According to industry insiders, with the liberalization of the access policy, the tourism confidence and consumption confidence of China tourists will be accelerated, and the return of China tourists will bring new vitality to the global tourism recovery.

Stimulated by the expected recovery of tourism consumption, tourism rebounded sharply in the fourth quarter of last year. After New Year's Day, the tourism sector has been adjusted. According to the statistics of Securities Times and DataBao, since June 5,438+10, tourism stocks have fallen by 5.49% on average, significantly underperforming the Shanghai Composite Index in the same period. Seven stocks, including Xi 'an Tourism, Sante Cableway, Dalian Shengya, Qujiang Lv Wen, Zhangjiajie, Changbai Mountain and Western Region Tourism, fell more than 10%. China Zhong Mian, China Youth Travel Service and China cits joint rose by more than 5%.

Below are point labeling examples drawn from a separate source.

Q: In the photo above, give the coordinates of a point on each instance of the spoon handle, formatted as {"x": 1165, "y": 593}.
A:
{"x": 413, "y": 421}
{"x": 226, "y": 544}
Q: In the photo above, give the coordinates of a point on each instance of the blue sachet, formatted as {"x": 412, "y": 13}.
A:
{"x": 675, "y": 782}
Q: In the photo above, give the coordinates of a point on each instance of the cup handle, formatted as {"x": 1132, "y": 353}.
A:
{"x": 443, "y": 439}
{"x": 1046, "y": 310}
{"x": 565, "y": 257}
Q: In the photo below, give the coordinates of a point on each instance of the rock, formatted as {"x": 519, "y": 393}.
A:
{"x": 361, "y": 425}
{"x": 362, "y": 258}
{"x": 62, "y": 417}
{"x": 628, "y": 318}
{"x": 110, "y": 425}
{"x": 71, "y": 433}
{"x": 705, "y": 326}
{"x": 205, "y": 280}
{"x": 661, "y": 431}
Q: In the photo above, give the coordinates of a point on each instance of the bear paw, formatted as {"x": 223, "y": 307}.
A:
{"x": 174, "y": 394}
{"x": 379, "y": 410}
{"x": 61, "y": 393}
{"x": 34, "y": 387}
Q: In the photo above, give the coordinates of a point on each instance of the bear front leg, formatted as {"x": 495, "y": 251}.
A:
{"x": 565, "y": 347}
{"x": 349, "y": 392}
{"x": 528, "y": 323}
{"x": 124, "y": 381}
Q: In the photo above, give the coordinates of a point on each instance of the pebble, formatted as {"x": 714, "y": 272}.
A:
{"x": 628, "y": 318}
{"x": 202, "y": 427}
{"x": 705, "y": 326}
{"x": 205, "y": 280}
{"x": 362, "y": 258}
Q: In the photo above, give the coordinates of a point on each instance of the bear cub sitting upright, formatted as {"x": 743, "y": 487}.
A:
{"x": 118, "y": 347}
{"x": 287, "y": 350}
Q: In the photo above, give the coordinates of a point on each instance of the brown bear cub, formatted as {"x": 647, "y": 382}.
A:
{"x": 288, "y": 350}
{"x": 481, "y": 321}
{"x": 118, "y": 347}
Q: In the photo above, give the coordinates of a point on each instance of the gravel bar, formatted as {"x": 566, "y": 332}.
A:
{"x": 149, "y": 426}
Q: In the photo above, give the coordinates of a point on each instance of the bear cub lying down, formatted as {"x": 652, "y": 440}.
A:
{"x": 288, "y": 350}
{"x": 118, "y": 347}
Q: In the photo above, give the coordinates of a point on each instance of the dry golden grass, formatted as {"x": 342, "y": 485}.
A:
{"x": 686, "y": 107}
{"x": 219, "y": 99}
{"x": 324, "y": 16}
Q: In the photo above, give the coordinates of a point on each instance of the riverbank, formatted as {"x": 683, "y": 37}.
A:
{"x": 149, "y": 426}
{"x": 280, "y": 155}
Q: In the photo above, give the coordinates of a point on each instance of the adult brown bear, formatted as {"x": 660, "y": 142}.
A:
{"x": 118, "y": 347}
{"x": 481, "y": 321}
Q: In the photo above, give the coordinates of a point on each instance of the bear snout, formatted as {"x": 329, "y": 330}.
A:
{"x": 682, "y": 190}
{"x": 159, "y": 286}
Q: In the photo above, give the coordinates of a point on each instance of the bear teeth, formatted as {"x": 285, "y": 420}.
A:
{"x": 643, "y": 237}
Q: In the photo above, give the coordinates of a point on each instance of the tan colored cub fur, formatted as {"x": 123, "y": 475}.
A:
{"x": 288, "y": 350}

Judging from the performance data, it will take time for the current performance of the tourism industry to pick up. According to the statistics of DataBao, at present, only Sante Cableway, Song Cheng Performing Arts and Tianmu Lake disclose the performance forecast, and the net profit is in a state of pre-loss or pre-reduction. Taking Song Cheng Performing Arts as an example, the company's net profit in 2022 is estimated to be 7.5 million yuan to 65,438+065,438+0.25 million yuan, a year-on-year decrease of 96.43% to 97.62%. Previously, the organization unanimously predicted that the company's net profit in 2022 was 654.38+33 billion yuan, which means that the company's performance was significantly lower than the organization's expectations.